March 3, 2000 (Ira Pilgrim)
Don't tell me that worry doesn't do any good. I know better. The things I worry about don't happen.
Anonymous
Anyone who isn't isolated from the world around him is inundated by the messages broadcast by fear mongers. We are continually exhorted to be afraid of a variety of events that will probably not happen to us. Women are told to fear breast cancer, men prostate cancer. Both sexes are told to be afraid of cardiovascular disease. We are told constantly that if we do not take some certain medicine or eat or not eat certain foods, that we are doomed to an early grave. One consequence of this is that many of us are bundles of anxiety; if not for ourselves, then for the Earth, the environment, the nation and on and on. If we watch the evening news on TV, we are left with the impression that we are all in constant danger and our children are similarly in mortal peril.

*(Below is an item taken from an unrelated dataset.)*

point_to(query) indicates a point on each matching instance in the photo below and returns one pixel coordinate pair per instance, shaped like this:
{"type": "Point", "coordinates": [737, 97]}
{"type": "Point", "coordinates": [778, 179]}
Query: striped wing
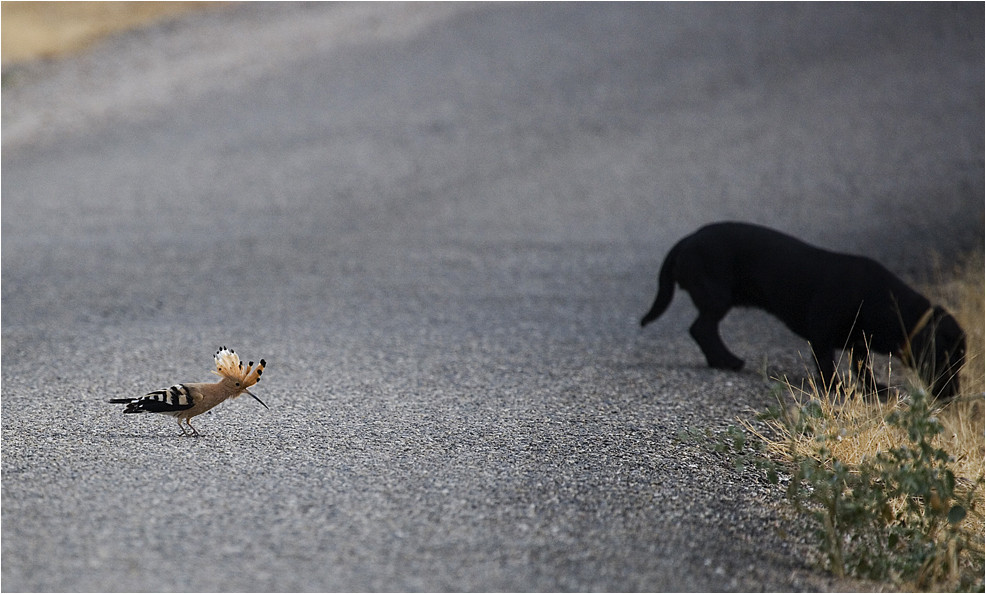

Some fears are easily dealt with. If you are doing something that endangers your health, all that you have to do is to stop doing it and you don't have to be afraid any more. That's simple enough, but more often the fear mongers don't just want us to stop doing something that is bad for us; they want us to do something positive, such as send money or buy something. This is true of so-called non-profit organizations as well as companies that have a product to sell. If people aren't afraid, they would have no reason to send money and without money, those non-profit organizations would cease to exist. If the non-profit organization ceased to exist, its executives, writers etc. would have to find another job. As for those who sell a product, the same thing applies. In short, the profit motive influences almost all enterprises.
TV news programs are obliged to fill up the few time slots that are not filled by commercials. Consequently, we are not exhorted just once; we are nagged over and over again. It is not enough to report on the news that a child is missing. Day after day, week after week and month after month we are told that that same child is still missing. Parents of children murdered years ago are featured on the evening news, as well as some police chief who tells us that the investigating is continuing. If they don't have new video, they show the old stuff over and over and over.
Strangely enough, genuine catastrophes such as earthquakes and hurricanes, in which thousands of people are killed and many more left homeless, are covered for a few days and then promptly dropped. That is, unless it occurs in our immediate area, in which case it is followed for months, in much the same way as some child's disappearance. Sure, a child's disappearance is important, but there is little point in prolonging it far beyond what might do some good.
I have a great labor saving idea: There is really no point in preparing a different news segment every time that the news people want to scare the heck out of us. One generic fear segment will do fine. To the background music of the kids ditty, "Did you ever think as the hearse goes by, that someday you will have to die. They'll put you in a big black box and cover you over with dirt and rocks......etc." They can vary the picture so that on one day you will see a funeral procession; on another a picture of worms crawling over a skull, and so on. Naw, on second thought, that would never do. In a short time people would get used to it. They wouldn't be afraid any more and they wouldn't buy whatever products or services they want us to buy. Oh well, one more of my great ideas bites the dust.